I quibble too. You see, 12 years of living in the New York/New Jersey area (the Bronx, Jersey City, etc) have taught me exactly that here people are also willing to withstand abuse from those who are in a position of power or from those that can provide them a service. Bank tellers, state employees, etc. etc parade their incompentence in front of people that are apparently not willing to raise their voices. I've lived it.

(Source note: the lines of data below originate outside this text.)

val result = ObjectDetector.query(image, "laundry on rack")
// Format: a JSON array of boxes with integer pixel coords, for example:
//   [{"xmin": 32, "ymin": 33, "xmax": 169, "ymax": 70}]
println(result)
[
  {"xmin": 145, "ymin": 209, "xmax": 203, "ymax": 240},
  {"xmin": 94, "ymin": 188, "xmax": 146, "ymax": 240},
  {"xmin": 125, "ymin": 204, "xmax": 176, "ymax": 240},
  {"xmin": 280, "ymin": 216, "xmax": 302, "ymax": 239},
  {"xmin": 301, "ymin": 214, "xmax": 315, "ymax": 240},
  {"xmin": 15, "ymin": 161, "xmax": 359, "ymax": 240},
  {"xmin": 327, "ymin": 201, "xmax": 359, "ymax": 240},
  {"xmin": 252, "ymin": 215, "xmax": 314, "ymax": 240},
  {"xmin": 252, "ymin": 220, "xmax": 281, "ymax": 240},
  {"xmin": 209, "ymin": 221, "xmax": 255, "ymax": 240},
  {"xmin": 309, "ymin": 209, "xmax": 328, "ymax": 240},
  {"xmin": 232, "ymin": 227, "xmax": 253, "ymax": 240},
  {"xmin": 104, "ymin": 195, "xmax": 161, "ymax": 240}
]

I think you are being a little unfair also with the typical venezuelan population. If you're going to take a progressive San Francisco community as a representative sample of your typical USAmerican you're going to end up getting the wrong conclusion. Typical Venezuelans and typical Americans are not that different. And I can assure is not about not wanting to make a scene. As for that minority that demands their rights in Venezuela, you're more likely to find it in the cerros (if you have the balls to go up there) than walking down Las Mercedes or strolling along el Bulevar de Sabana Grande. Don't forget these people came down from their ranchitos when their adored President was kidnapped. Somehow I have a tough time thinking of Americans doing the same if they were in that kind of situation.

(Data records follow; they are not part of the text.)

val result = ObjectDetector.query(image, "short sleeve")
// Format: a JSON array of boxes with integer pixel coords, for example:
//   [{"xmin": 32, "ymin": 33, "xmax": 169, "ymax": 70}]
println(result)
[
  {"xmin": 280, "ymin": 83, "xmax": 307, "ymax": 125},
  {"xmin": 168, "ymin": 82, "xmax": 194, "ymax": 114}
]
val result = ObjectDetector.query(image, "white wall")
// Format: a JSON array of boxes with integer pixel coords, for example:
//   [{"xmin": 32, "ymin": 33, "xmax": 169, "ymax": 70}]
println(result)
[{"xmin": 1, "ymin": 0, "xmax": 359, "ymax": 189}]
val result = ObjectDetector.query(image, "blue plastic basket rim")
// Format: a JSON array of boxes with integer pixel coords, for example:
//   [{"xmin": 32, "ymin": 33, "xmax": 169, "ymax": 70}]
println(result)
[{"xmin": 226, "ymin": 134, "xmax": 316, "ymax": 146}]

One more quibble: Yes, in the USA people also go to marches and organize protests. But the larger point stands: they get totally ignored by the powerful and the media, and they get booed and verbally abused by the sizable reactionary portion of the US citizenry. Your tipical escualido venezolano chains himself to the doors of the Asamblea Nacional without being beaten up by a baboon in uniform (totally unlike what happened in Saint Paul just this week). So I won't concede you that point. The powerful State machinery of your country has perfected the act of either ignoring or coercing protests with typical gringo efficiency.

As for physical space, I believe you are in one of those typical instances in which cultural differences actually play a role. People don't touch each other much here in the USA, at least not as much as in Venezuela.

Pepito

Anonymous said...

mgrace:

I work exactly in one of the buildings above Penn Station and currently live in New Jersey.